Challenge Description
This challenge was a web application that implemented a simple banking system. In the description, they state that the bank “is of course backed by crypto and AI which makes it better than any other banking system out there”, but luckily a simple code review revealed that these were just lies from their marketing department.
Once a user registered, they were given 10.0 CHF 3 bank accounts: the Current account, a Checkings account, and the Savings account. The application does not allow sending money to other users, but it allows to transfer money between the 3 accounts.
The process of sending money is complicated and proceeds as follows:
- Select the account to send money from.
- Create a batch of transfers linked to the selected sender account.
- Create a transfer in the batch, specifying the amount and the recipient account.
- Validate the batch (i.e., actually executing the transaction).
Note: it is only possible to have one transfer per recipient in the same batch.
Goal of the challenge
The goal of the challenge is to have a total balance of 13.37 CHF or more in a single account:
for (accountid,name,balance) in cursor.fetchall():
if balance > 13.37:
results[accountid] = {'name': name, 'balance': balance, 'flag': FLAG}
[...]
return jsonify(results)
Vulnerability
Looking at the code, the first thing that caught our attention was the transfer function, responsible for creating a transfer in a batch. The function performs 4 SELECT queries to a MySQL database, checking that 1) the batch exists and has not been executed yet, 2) the recipient belongs to the user, 3) there is no other transfer to the same recipient in the batch, and 4) retrieving the balance of the sender account. There is no check on the amount of money transferred, because the balance is checked during the validation of the batch.
After the checks, the transfer functions gets a second database (PostgreSQL) and INSERTs the transaction in the batch_transactions table. The same transaction is also added to the batch_transactions table in the MySQL database.
The first thing that comes to mind when looking at this code is that it might be vulnerable to a (very trendy lately) race condition. By sending multiple requests to the transfer function, it might be possible to create multiple transfers to the same recipient in the same batch, and then validate the batch.
Exploitation
We created a Python script that automates the login process, batch creation, transfer and validation. We used multithreading to send multiple requests to the transfer function transfering money from and to the same account, and we were able to create multiple transfers to the same recipient in the same batch.

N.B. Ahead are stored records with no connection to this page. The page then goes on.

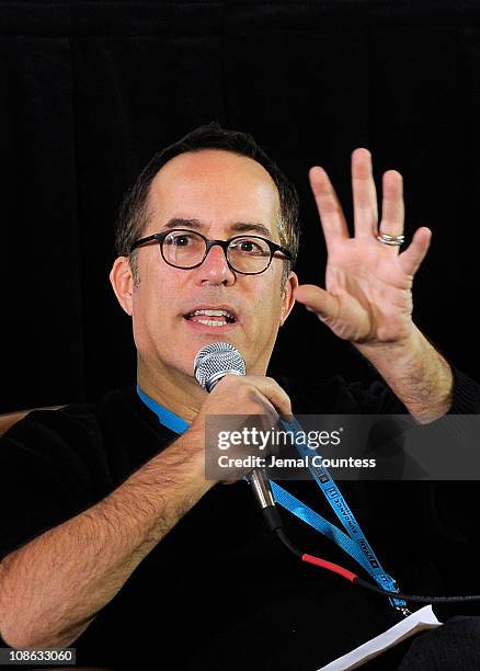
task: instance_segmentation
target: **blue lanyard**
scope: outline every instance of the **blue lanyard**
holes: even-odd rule
[[[147,396],[147,394],[145,394],[139,386],[137,386],[137,394],[144,403],[157,414],[161,424],[179,435],[188,429],[190,424],[185,422],[185,420]],[[283,424],[285,429],[292,432],[294,435],[297,433],[304,433],[300,424],[296,420],[293,422],[283,422]],[[313,452],[318,455],[317,451],[310,450],[300,441],[295,441],[295,446],[300,456],[308,457],[307,462],[309,470],[317,485],[320,487],[327,501],[330,503],[336,516],[343,524],[346,534],[338,526],[315,512],[315,510],[302,503],[299,499],[290,494],[286,489],[281,487],[281,485],[270,480],[275,501],[296,515],[299,520],[302,520],[316,531],[320,532],[339,545],[372,576],[380,588],[389,592],[398,592],[399,588],[397,582],[382,569],[381,564],[362,532],[355,515],[350,510],[345,499],[341,494],[340,489],[329,471],[323,467],[312,465],[311,457]],[[395,599],[390,596],[389,601],[395,609],[405,611],[407,603],[402,599]]]

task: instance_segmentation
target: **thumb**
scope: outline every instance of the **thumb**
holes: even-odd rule
[[[315,284],[300,284],[295,292],[295,298],[302,303],[307,310],[316,312],[320,319],[334,319],[339,311],[338,299],[325,289]]]

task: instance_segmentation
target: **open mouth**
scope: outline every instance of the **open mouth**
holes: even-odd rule
[[[185,315],[185,319],[209,327],[224,327],[237,321],[233,312],[229,310],[193,310]]]

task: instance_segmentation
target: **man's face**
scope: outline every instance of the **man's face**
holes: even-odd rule
[[[279,242],[275,184],[245,157],[220,150],[178,156],[153,180],[149,204],[152,216],[142,237],[183,219],[174,227],[209,239],[252,234]],[[192,375],[201,348],[227,341],[243,354],[249,374],[265,373],[278,327],[292,308],[295,280],[282,292],[281,258],[262,274],[241,275],[229,269],[218,246],[192,270],[168,265],[158,244],[141,247],[137,254],[139,285],[133,291],[132,316],[144,371],[155,377]],[[226,310],[230,317],[197,310]]]

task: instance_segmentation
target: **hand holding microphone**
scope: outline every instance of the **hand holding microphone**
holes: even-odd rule
[[[216,413],[266,416],[270,427],[276,425],[279,419],[278,411],[284,416],[292,414],[290,400],[277,383],[267,377],[247,377],[245,362],[242,355],[229,343],[215,342],[203,348],[195,357],[194,374],[198,384],[212,394],[209,399],[215,398]],[[231,377],[228,379],[227,376],[229,375]],[[217,384],[224,378],[225,382],[217,387]],[[219,399],[217,402],[216,397],[220,395],[221,400]],[[228,413],[218,412],[218,407],[221,407],[222,403],[226,403],[232,410]],[[205,405],[209,406],[206,401],[202,411],[205,410]],[[264,473],[254,468],[247,474],[245,479],[252,486],[270,526],[272,528],[282,526],[279,516],[274,509],[275,501],[272,489]]]

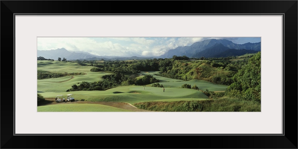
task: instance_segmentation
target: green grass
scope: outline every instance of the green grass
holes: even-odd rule
[[[206,89],[209,91],[225,91],[228,86],[218,84],[204,80],[194,79],[188,81],[183,82],[169,82],[160,83],[159,84],[162,84],[165,89],[167,88],[181,88],[182,85],[187,84],[192,87],[195,84],[200,90],[205,91]],[[147,85],[151,86],[151,84]]]
[[[171,79],[170,78],[164,77],[161,76],[156,75],[155,74],[158,74],[160,72],[148,71],[148,72],[142,72],[140,73],[139,73],[138,74],[142,74],[142,76],[144,76],[146,74],[150,74],[150,75],[151,75],[154,77],[155,77],[155,78],[159,80],[159,81],[161,82],[183,81],[182,80],[181,80],[174,79]],[[139,77],[141,78],[142,77]]]
[[[38,60],[37,69],[56,73],[90,71],[93,66],[82,66],[76,63],[51,60]]]
[[[37,107],[38,112],[131,112],[102,105],[92,104],[60,104]]]
[[[71,76],[68,76],[59,78],[38,80],[38,91],[56,92],[66,91],[71,88],[74,84],[78,85],[78,83],[83,81],[93,82],[100,81],[102,80],[100,78],[102,76],[110,74],[102,72],[88,72],[85,73],[86,74],[74,76],[74,78],[71,79],[70,79]]]
[[[105,91],[80,91],[69,92],[43,92],[40,94],[45,98],[55,98],[58,95],[74,94],[76,100],[93,101],[124,102],[135,103],[165,99],[198,98],[208,99],[202,92],[185,88],[167,88],[163,92],[162,88],[142,86],[119,86]]]
[[[201,91],[182,88],[181,86],[184,84],[188,84],[193,86],[195,84],[202,90],[204,91],[208,89],[210,91],[225,91],[227,87],[226,86],[217,84],[202,80],[193,80],[184,81],[173,79],[155,74],[159,74],[159,72],[148,71],[143,72],[139,73],[142,74],[142,76],[137,78],[140,79],[145,74],[153,75],[160,80],[160,84],[162,84],[165,87],[164,92],[163,91],[162,88],[152,87],[151,84],[145,86],[145,90],[143,89],[143,86],[120,86],[105,91],[66,92],[66,90],[71,88],[73,84],[78,85],[78,83],[83,81],[91,83],[100,81],[102,80],[101,78],[101,76],[111,73],[109,73],[109,72],[90,72],[90,69],[93,67],[81,66],[75,63],[46,61],[38,61],[38,71],[56,73],[80,72],[86,74],[74,76],[73,78],[71,78],[71,76],[68,76],[38,80],[38,92],[46,98],[55,98],[56,95],[62,94],[64,96],[63,97],[66,99],[67,94],[72,94],[77,100],[125,102],[131,104],[152,101],[162,102],[181,100],[201,101],[209,100],[209,98]],[[129,74],[126,74],[128,76]],[[78,105],[80,105],[77,107]],[[85,106],[88,107],[85,107]],[[41,111],[126,111],[101,105],[87,104],[60,104],[42,106],[38,106],[38,110]]]

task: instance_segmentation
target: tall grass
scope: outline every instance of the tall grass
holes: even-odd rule
[[[260,112],[257,102],[224,97],[216,100],[150,101],[136,103],[140,109],[165,112]]]

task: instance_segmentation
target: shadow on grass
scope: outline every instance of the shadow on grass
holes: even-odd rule
[[[42,101],[41,101],[40,102],[37,102],[37,106],[39,105],[44,105],[46,104],[47,103],[52,103],[52,102],[54,102],[55,101],[52,101],[52,100],[45,100]]]
[[[124,93],[123,92],[121,92],[121,91],[114,91],[114,92],[113,92],[113,94],[119,94],[121,93]]]

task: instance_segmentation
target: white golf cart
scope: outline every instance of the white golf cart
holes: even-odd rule
[[[57,103],[61,101],[63,101],[63,102],[65,102],[65,99],[64,99],[64,98],[62,97],[62,96],[63,96],[63,95],[57,95],[56,96],[56,98],[55,99],[55,101]]]
[[[66,100],[68,101],[70,101],[71,102],[75,101],[73,95],[72,94],[67,94],[67,99]]]

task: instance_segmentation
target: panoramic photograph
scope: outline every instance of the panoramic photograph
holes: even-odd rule
[[[37,38],[37,111],[261,112],[260,37]]]

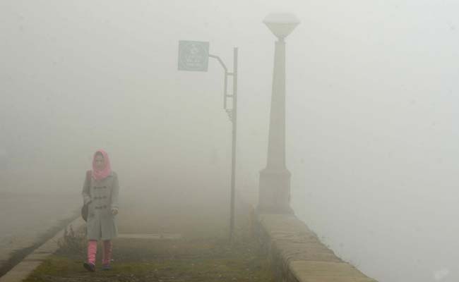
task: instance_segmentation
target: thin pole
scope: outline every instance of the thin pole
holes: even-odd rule
[[[233,109],[232,121],[232,156],[231,167],[231,216],[230,219],[230,241],[232,242],[234,229],[234,194],[236,185],[236,140],[237,137],[237,47],[234,49],[233,63]]]

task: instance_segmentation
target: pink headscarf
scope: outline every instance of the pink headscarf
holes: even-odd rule
[[[98,170],[95,167],[95,156],[97,154],[97,152],[102,154],[104,157],[104,168],[102,170]],[[108,158],[108,154],[107,152],[103,149],[98,149],[94,153],[94,157],[93,157],[93,177],[97,180],[104,179],[112,173],[112,168],[110,166],[110,159]]]

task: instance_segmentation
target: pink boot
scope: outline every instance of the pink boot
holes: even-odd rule
[[[90,240],[88,241],[88,262],[83,266],[90,271],[95,271],[95,254],[97,252],[97,241]]]
[[[102,253],[102,270],[110,269],[110,262],[112,261],[112,251],[113,245],[110,240],[104,240],[104,252]]]

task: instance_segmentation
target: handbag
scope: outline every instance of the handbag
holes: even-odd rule
[[[90,191],[90,188],[91,188],[91,171],[86,171],[86,181],[85,182],[85,183],[88,183],[88,192],[89,192],[90,196],[91,195],[91,191]],[[83,217],[83,219],[85,221],[88,221],[88,214],[89,213],[89,204],[91,203],[93,201],[89,201],[86,204],[83,204],[83,207],[81,207],[81,217]]]

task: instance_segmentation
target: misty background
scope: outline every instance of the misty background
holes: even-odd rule
[[[458,281],[452,0],[0,0],[1,195],[68,194],[78,207],[104,148],[121,197],[229,196],[221,67],[177,71],[179,40],[196,40],[230,69],[239,47],[237,188],[256,203],[275,40],[261,21],[271,12],[302,21],[286,40],[297,216],[381,282]]]

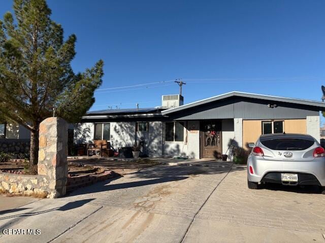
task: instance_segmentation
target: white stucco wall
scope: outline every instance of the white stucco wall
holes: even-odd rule
[[[162,122],[150,122],[148,133],[147,149],[149,157],[162,156]]]
[[[7,123],[6,126],[6,138],[19,138],[19,125],[16,123]]]
[[[91,143],[93,140],[93,123],[85,123],[75,124],[74,128],[75,142],[76,143]]]
[[[165,127],[163,132],[165,133]],[[200,122],[184,122],[184,141],[165,141],[164,156],[178,156],[189,158],[200,158]]]
[[[235,133],[235,141],[239,147],[243,146],[243,118],[235,118],[234,119],[234,131]]]
[[[162,133],[164,137],[164,156],[178,156],[186,157],[187,156],[187,146],[186,144],[185,137],[186,136],[186,125],[184,128],[184,141],[171,142],[165,141],[165,124],[164,123]]]
[[[319,116],[307,116],[306,122],[307,134],[312,136],[319,142],[320,141]]]
[[[221,122],[221,136],[222,140],[222,154],[229,156],[231,152],[228,149],[235,137],[234,123],[233,119],[226,119]],[[230,159],[231,158],[229,158]]]
[[[136,123],[117,122],[111,124],[111,145],[117,150],[120,147],[132,147],[136,142]]]

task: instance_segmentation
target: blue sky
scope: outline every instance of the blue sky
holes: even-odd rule
[[[65,35],[77,35],[74,70],[104,60],[100,89],[182,78],[187,83],[185,103],[234,90],[315,100],[321,97],[322,0],[48,4]],[[0,15],[12,5],[2,1]],[[91,109],[133,108],[136,103],[155,106],[161,95],[178,92],[172,82],[98,91]]]

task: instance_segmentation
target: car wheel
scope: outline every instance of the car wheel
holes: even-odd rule
[[[258,189],[259,188],[257,182],[253,182],[247,180],[247,185],[249,189]]]

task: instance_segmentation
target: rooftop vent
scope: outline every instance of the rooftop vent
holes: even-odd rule
[[[164,107],[177,107],[184,104],[184,97],[180,95],[163,95],[161,105]]]

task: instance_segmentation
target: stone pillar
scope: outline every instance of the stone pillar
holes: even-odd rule
[[[51,198],[66,192],[68,178],[68,123],[49,117],[40,125],[38,174],[47,176]]]

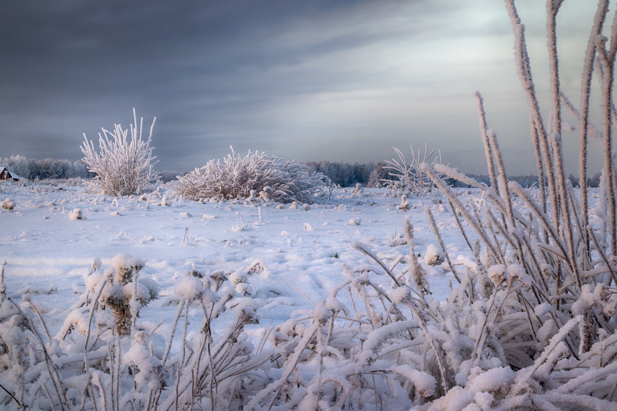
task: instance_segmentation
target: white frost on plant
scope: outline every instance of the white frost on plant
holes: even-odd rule
[[[183,278],[176,284],[174,293],[183,299],[193,300],[198,297],[204,289],[204,283],[201,280],[194,276]]]
[[[96,151],[93,141],[88,141],[84,134],[83,145],[80,147],[84,154],[83,162],[88,170],[96,173],[89,182],[93,189],[112,196],[141,194],[154,188],[160,178],[154,171],[152,156],[152,129],[156,117],[150,127],[148,139],[141,139],[144,119],[142,117],[138,129],[137,114],[133,109],[135,123],[131,125],[130,139],[127,139],[128,130],[120,124],[114,125],[114,131],[102,128],[99,133],[99,149]]]

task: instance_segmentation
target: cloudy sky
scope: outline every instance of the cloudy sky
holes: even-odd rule
[[[545,93],[544,6],[520,0]],[[566,0],[562,86],[579,95],[596,2]],[[230,146],[298,161],[392,159],[441,149],[486,173],[473,93],[516,174],[534,173],[528,110],[500,0],[57,0],[0,14],[0,157],[78,160],[84,133],[153,136],[159,170],[221,158]],[[548,115],[548,113],[546,113]],[[576,167],[576,135],[565,151]]]

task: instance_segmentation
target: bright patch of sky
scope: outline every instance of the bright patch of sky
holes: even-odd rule
[[[558,21],[574,101],[594,2],[566,0]],[[545,103],[545,6],[517,5]],[[230,145],[355,162],[426,143],[481,173],[479,90],[510,172],[534,172],[501,1],[27,1],[0,16],[0,39],[3,156],[78,159],[83,133],[96,139],[101,127],[128,125],[135,107],[158,118],[161,170],[192,170]],[[576,147],[566,144],[569,170]]]

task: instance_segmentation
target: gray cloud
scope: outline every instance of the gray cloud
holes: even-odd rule
[[[0,14],[0,141],[12,143],[0,156],[78,159],[82,133],[128,125],[135,107],[149,125],[158,117],[162,169],[201,166],[230,144],[366,161],[425,141],[471,168],[482,155],[476,89],[502,138],[528,134],[510,21],[495,2],[11,2]],[[521,2],[528,33],[541,32],[537,7]],[[580,20],[565,19],[569,41]]]

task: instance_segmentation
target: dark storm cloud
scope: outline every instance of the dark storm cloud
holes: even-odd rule
[[[133,107],[148,126],[157,116],[159,168],[178,171],[230,144],[364,161],[463,134],[481,156],[473,91],[510,99],[518,85],[503,5],[480,3],[12,1],[0,157],[78,159],[82,133],[127,126]]]

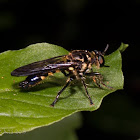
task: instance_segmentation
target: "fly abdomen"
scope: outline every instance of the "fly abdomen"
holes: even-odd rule
[[[31,76],[28,76],[25,79],[25,81],[20,82],[19,86],[21,88],[27,89],[29,87],[33,87],[33,86],[37,85],[43,79],[45,79],[45,76],[31,75]]]

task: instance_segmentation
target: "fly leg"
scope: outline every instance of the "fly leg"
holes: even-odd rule
[[[51,106],[54,107],[55,103],[58,101],[60,94],[69,86],[69,84],[71,83],[72,80],[73,80],[73,78],[71,78],[71,77],[68,78],[65,86],[57,93],[57,96],[56,96],[55,100],[53,101],[53,103],[51,104]]]
[[[45,76],[40,75],[30,75],[24,81],[19,83],[19,87],[23,89],[28,89],[30,87],[34,87],[35,85],[39,84],[42,80],[46,78]]]

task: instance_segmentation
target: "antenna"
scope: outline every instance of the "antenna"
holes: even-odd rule
[[[104,51],[102,52],[102,55],[105,55],[105,53],[106,53],[106,51],[108,50],[108,48],[109,48],[109,44],[106,45]]]

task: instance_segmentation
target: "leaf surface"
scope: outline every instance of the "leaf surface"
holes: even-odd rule
[[[110,67],[95,69],[104,76],[105,84],[113,87],[113,90],[100,89],[90,79],[86,80],[94,106],[90,106],[83,86],[76,81],[61,94],[54,108],[50,107],[50,104],[67,80],[63,74],[56,73],[47,77],[42,84],[23,91],[18,84],[26,77],[14,77],[11,76],[11,72],[35,61],[68,54],[68,51],[56,45],[37,43],[25,49],[1,53],[0,134],[30,131],[52,124],[78,111],[98,109],[103,97],[115,90],[123,89],[124,77],[120,52],[127,47],[127,44],[122,43],[119,49],[105,56],[105,65]]]

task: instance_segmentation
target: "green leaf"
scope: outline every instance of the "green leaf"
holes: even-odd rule
[[[93,111],[99,108],[103,97],[118,89],[123,89],[124,77],[121,71],[121,53],[128,45],[121,47],[105,57],[110,67],[102,67],[96,71],[105,78],[105,84],[113,90],[99,89],[91,80],[87,80],[88,91],[94,102],[90,106],[80,82],[73,82],[61,95],[55,107],[50,107],[57,92],[66,81],[61,73],[47,77],[44,83],[23,91],[18,83],[25,77],[11,76],[11,72],[20,66],[68,54],[62,47],[38,43],[17,51],[6,51],[0,54],[0,134],[21,133],[52,124],[78,111]]]

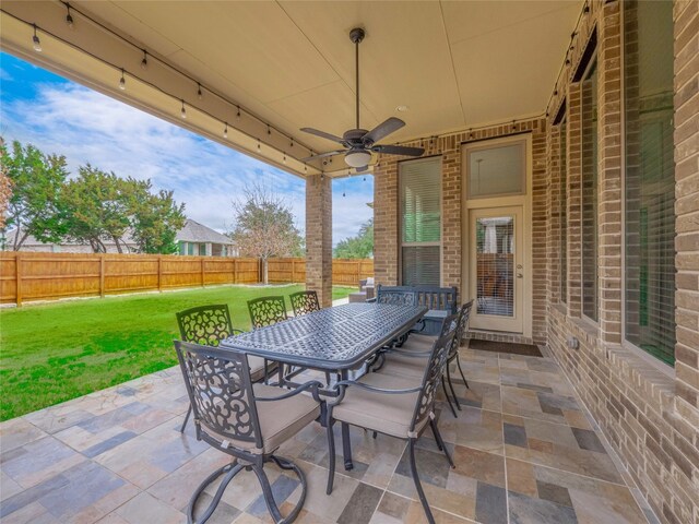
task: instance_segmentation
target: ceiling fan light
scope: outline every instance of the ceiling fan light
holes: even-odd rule
[[[345,163],[350,167],[364,167],[369,164],[371,153],[364,150],[351,151],[345,155]]]

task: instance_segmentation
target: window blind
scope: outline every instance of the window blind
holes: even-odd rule
[[[441,158],[400,164],[401,276],[403,285],[439,285]]]

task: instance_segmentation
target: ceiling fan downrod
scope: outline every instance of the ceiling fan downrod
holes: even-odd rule
[[[356,129],[359,129],[359,44],[365,36],[366,33],[362,27],[355,27],[350,32],[350,39],[354,43]]]

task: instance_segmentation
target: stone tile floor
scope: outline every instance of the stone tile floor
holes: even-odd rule
[[[462,364],[470,385],[455,382],[462,410],[458,418],[439,410],[457,467],[429,432],[417,453],[437,522],[657,522],[553,359],[464,348]],[[185,522],[193,489],[228,461],[197,441],[193,425],[179,433],[187,403],[171,368],[3,422],[0,521]],[[330,497],[318,425],[279,451],[307,476],[297,522],[425,522],[405,443],[356,428],[352,441],[355,468],[344,471],[339,448]],[[298,500],[298,481],[273,465],[268,475],[284,513]],[[271,522],[251,473],[234,479],[210,522]]]

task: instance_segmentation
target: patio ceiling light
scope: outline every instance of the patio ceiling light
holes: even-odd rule
[[[74,29],[75,24],[73,22],[73,15],[70,14],[70,3],[66,4],[66,9],[68,10],[68,14],[66,15],[66,23],[68,24],[69,28]]]
[[[36,52],[42,52],[42,40],[39,40],[39,37],[36,34],[36,24],[34,24],[34,36],[32,37],[32,44],[34,45],[34,50]]]
[[[345,163],[350,167],[364,167],[370,159],[371,153],[366,150],[352,150],[345,155]]]

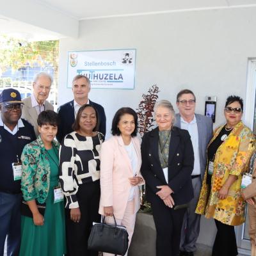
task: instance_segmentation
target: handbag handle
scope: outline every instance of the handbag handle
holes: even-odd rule
[[[106,224],[105,223],[105,215],[103,216],[103,218],[102,218],[102,223]],[[113,214],[113,217],[114,218],[114,221],[115,221],[115,226],[116,227],[116,218],[115,218],[115,215],[114,214]]]

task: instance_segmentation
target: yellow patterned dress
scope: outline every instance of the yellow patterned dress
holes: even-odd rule
[[[209,144],[223,127],[216,130]],[[250,158],[254,151],[255,142],[252,131],[242,122],[234,127],[216,152],[211,188],[206,182],[207,170],[205,170],[196,213],[232,226],[244,222],[246,202],[241,196],[241,183],[243,173],[248,169]],[[230,186],[227,198],[219,199],[218,191],[230,174],[237,176],[237,180]]]

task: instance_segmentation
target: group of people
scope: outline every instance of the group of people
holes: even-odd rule
[[[28,98],[13,88],[0,95],[0,255],[6,239],[8,256],[98,255],[87,241],[100,215],[111,224],[114,215],[130,244],[144,184],[157,256],[193,255],[202,214],[217,228],[212,255],[237,255],[234,227],[244,221],[246,202],[256,255],[255,141],[240,97],[227,98],[226,124],[213,132],[212,120],[195,113],[193,92],[183,90],[179,113],[168,100],[156,104],[156,127],[141,143],[136,113],[122,108],[105,141],[105,112],[88,99],[90,80],[74,78],[74,100],[58,113],[47,101],[51,83],[40,73]],[[241,189],[246,172],[252,182]]]

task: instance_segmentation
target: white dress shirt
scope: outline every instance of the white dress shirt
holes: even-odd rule
[[[32,93],[30,95],[31,98],[31,106],[32,108],[35,108],[36,110],[37,115],[39,115],[42,111],[45,110],[45,100],[43,102],[42,105],[39,105],[38,102],[37,102],[34,93]]]
[[[86,104],[90,104],[90,100],[89,99],[88,100],[88,102]],[[75,100],[74,100],[74,112],[75,114],[75,118],[76,117],[76,115],[77,115],[78,111],[79,110],[79,108],[81,107],[81,105],[79,105]]]
[[[188,123],[180,116],[180,128],[187,130],[190,135],[193,149],[194,150],[194,169],[191,175],[198,175],[200,174],[200,156],[199,156],[199,144],[198,144],[198,129],[197,128],[196,118],[194,115],[193,120]]]

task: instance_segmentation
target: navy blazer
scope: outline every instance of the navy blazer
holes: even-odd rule
[[[173,127],[168,157],[168,183],[158,154],[159,129],[145,133],[141,143],[141,174],[146,182],[146,197],[152,202],[161,200],[156,195],[157,186],[168,185],[173,191],[175,205],[188,203],[193,198],[191,175],[194,166],[194,152],[188,131]]]
[[[99,131],[106,135],[106,115],[103,107],[90,100],[90,104],[96,108],[99,113]],[[58,109],[60,118],[60,125],[58,127],[56,135],[58,141],[61,143],[63,138],[73,131],[72,125],[75,122],[75,111],[74,109],[74,100],[61,106]]]

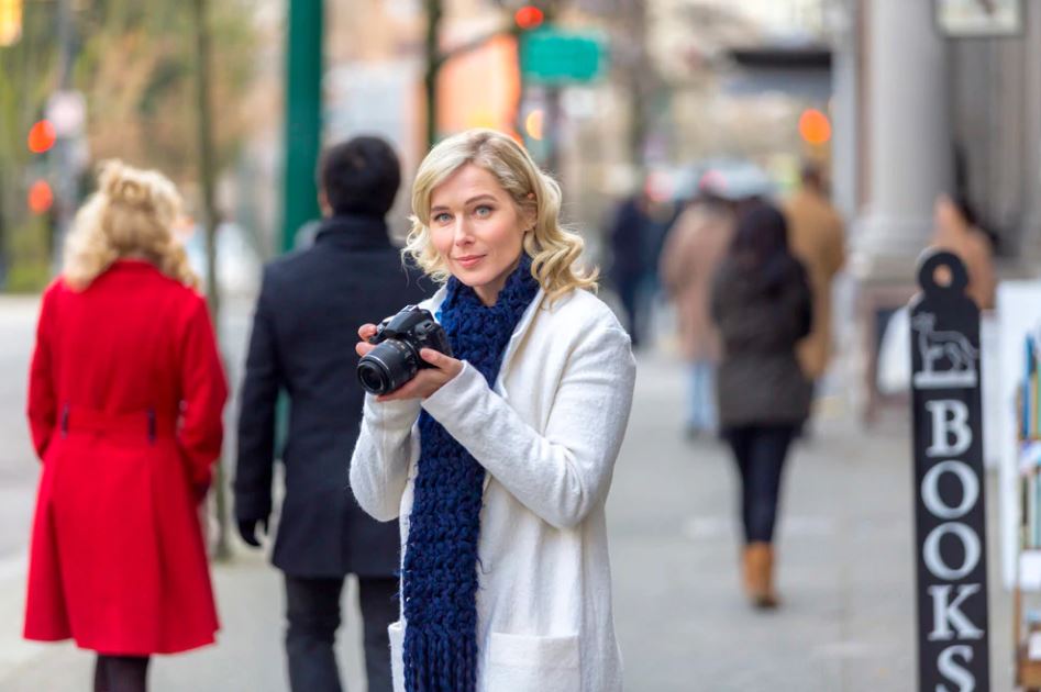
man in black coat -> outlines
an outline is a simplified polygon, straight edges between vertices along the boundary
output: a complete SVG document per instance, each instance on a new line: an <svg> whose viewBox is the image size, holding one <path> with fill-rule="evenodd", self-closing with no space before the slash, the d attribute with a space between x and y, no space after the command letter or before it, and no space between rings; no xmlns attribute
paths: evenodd
<svg viewBox="0 0 1041 692"><path fill-rule="evenodd" d="M314 244L265 268L242 384L235 518L259 546L272 513L276 401L289 399L280 458L286 493L273 562L286 579L286 651L294 692L341 690L333 651L344 576L358 577L370 692L389 692L387 626L398 618L396 523L379 524L351 493L348 464L364 391L355 370L357 328L425 297L402 268L385 216L401 174L390 146L357 137L320 166L322 221Z"/></svg>

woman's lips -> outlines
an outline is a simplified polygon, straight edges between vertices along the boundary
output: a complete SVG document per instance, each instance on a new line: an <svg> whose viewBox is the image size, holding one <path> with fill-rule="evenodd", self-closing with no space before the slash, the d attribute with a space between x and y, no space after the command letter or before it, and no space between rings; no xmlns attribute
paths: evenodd
<svg viewBox="0 0 1041 692"><path fill-rule="evenodd" d="M464 269L473 269L484 258L484 255L467 255L466 257L456 257L455 261Z"/></svg>

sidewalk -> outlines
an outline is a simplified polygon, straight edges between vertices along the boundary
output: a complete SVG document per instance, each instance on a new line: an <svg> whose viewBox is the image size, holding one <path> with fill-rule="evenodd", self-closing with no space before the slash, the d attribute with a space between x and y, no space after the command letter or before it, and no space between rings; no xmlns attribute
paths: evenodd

def transfer(batchid, recipient, amount):
response = requests.post(
'http://91.92.201.197:5000/transfer',
headers=headers,
json={
'batchid': batchid,
'recipient': recipient,
'amount': amount,
}
threads = []
for _ in range(10):
t = threading.Thread(
target=transfer,
args=(batchid, recipient, 1) # transfer 1 CHF
)
threads.append(t)
for t in threads:
t.start()
After validating the batch, the balance of the account immediately went down by the amount of the transfers, but after a few seconds it added the value of the transfers to the account, reaching a balance higher than the one we started with. This is probably due to the again high numer of database queries performed by the application in the validate function.
By repeating this process multiple times, we were able to reach a balance higher than the goal of 13.37 CHF and get the flag: INS{have-I-l0ck3d-you-0ut?}.